The Coriolis Fountain

The Coriolis fountain is an experiment that can be used to demonstrate the effect of a special form of inertial force called the Coriolis force. It is also sometimes referred to as an illusory force.

This Coriolis force acts on any body whose motion is observed from a rotating reference frame. It was first described mathematically in 1835 by the French mathematician Gaspard Gustave de Coriolis. The Coriolis fountain in the ERLEBNISLAND MATHEMATIK was given its name because the Coriolis effect can be made visible by means of suitably generated water jets. When the Coriolis fountain is rotated, the following phenomena are observed: the water jets emerging from the nozzles located in the center (in the direction of the rim) seem to “bend” against the direction of the rotational movement. And the water jets emerging from the nozzles located at the edge seem to “bend” in the direction of the rotary motion. Both effects increase with greater angular velocity of the disk, i.e. the faster it is rotated by an experimenter. If the water jets of the nozzles from the center meet those from the edge, at that moment the jets are illuminated with blue light. This phenomenon of “bending” water jets can be explained by means of the following mental experiment: Imagine that the nozzles do not emit a continuous water jet, but eject small balls (or individual water droplets) in “rapid” succession. Let the speed of the balls be that of the water jet. The paths of the spheres lined up in the mind can be understood as discretizations of the water jets emerging from the nozzles. Consequently, it is sufficient to analyze the trajectory of a single sphere.

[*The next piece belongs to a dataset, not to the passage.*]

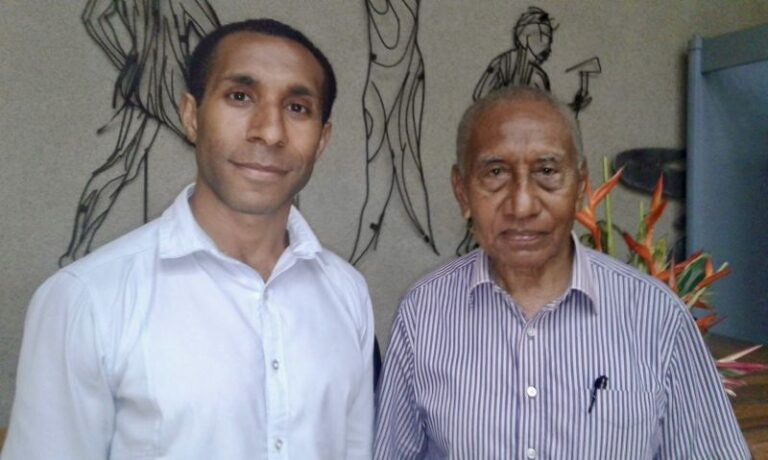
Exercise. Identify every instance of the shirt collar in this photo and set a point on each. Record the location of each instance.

And now … the mathematics:

Suppose a circular disk rotates with constant (vector) angular velocity $\vec{\omega}$ , which — as a vector — is perpendicular to the plane of rotation. Now, if a sphere with constant (vectorial) velocity $\vec{v}$ is ejected from the center of the spinning disk, then using a system in cylindrical coordinates $(r,\varphi,z)$ and the associated unit vectors $\vec{e}_r,\vec{e}_\varphi,\vec{e}_z$ , we obtain (see Figure 2 below)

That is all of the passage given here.